Diese Regierung wird in wenigen Tagen Geschichte sein, aber das Ringen um den Umgang mit den Kräften, die sie getrieben und befeuert hat, wird weitergehen. Und so wird die Binse von Trump als Folge des Problems, und damit eben nicht seiner Ursache, zum einzigen Trost einer ansonsten bitteren Bilanz dieser Amtszeit, einer Parabel schwindender Macht und wachsender Ohnmacht der "alten" Medien: dass wir weiter die Chance haben werden, es besser zu machen. Dass wir den richtigen Umgang immer noch finden können.

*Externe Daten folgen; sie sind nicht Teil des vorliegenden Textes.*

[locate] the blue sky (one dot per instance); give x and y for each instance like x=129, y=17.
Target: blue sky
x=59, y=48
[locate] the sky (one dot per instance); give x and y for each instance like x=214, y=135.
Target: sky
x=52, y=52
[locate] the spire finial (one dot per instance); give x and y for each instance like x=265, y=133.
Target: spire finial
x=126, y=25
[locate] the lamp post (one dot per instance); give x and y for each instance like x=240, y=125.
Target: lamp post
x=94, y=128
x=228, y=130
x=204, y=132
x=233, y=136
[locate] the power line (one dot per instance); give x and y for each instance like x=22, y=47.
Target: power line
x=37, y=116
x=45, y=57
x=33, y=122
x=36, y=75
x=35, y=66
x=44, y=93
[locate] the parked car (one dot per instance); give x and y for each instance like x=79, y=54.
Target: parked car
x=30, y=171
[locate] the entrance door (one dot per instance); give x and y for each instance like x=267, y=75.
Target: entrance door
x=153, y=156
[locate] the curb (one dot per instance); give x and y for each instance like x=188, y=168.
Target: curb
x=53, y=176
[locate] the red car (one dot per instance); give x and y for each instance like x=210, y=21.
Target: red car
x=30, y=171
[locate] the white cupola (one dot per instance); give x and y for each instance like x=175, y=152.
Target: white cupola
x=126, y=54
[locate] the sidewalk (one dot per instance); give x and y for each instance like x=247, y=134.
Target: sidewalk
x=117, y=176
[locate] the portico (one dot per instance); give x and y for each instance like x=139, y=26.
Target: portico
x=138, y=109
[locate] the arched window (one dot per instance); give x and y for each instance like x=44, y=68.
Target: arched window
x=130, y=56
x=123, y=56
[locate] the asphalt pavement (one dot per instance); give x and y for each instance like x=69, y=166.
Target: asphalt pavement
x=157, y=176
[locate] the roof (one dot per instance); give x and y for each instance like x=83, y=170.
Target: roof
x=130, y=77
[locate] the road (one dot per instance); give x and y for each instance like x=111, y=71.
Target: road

Denn Trumps Vermächtnis ist, dass die unheilvolle Zwietracht natürlich nicht mit seiner Ablösung als Präsident verschwinden wird. Ein Vermächtnis, das der US-Demokratie – und damit traditionell auch dem westlichen Verständnis von Demokratien – immer noch zum Verhängnis werden kann. Aber das wird auch davon abhängen, wie wir darüber berichten.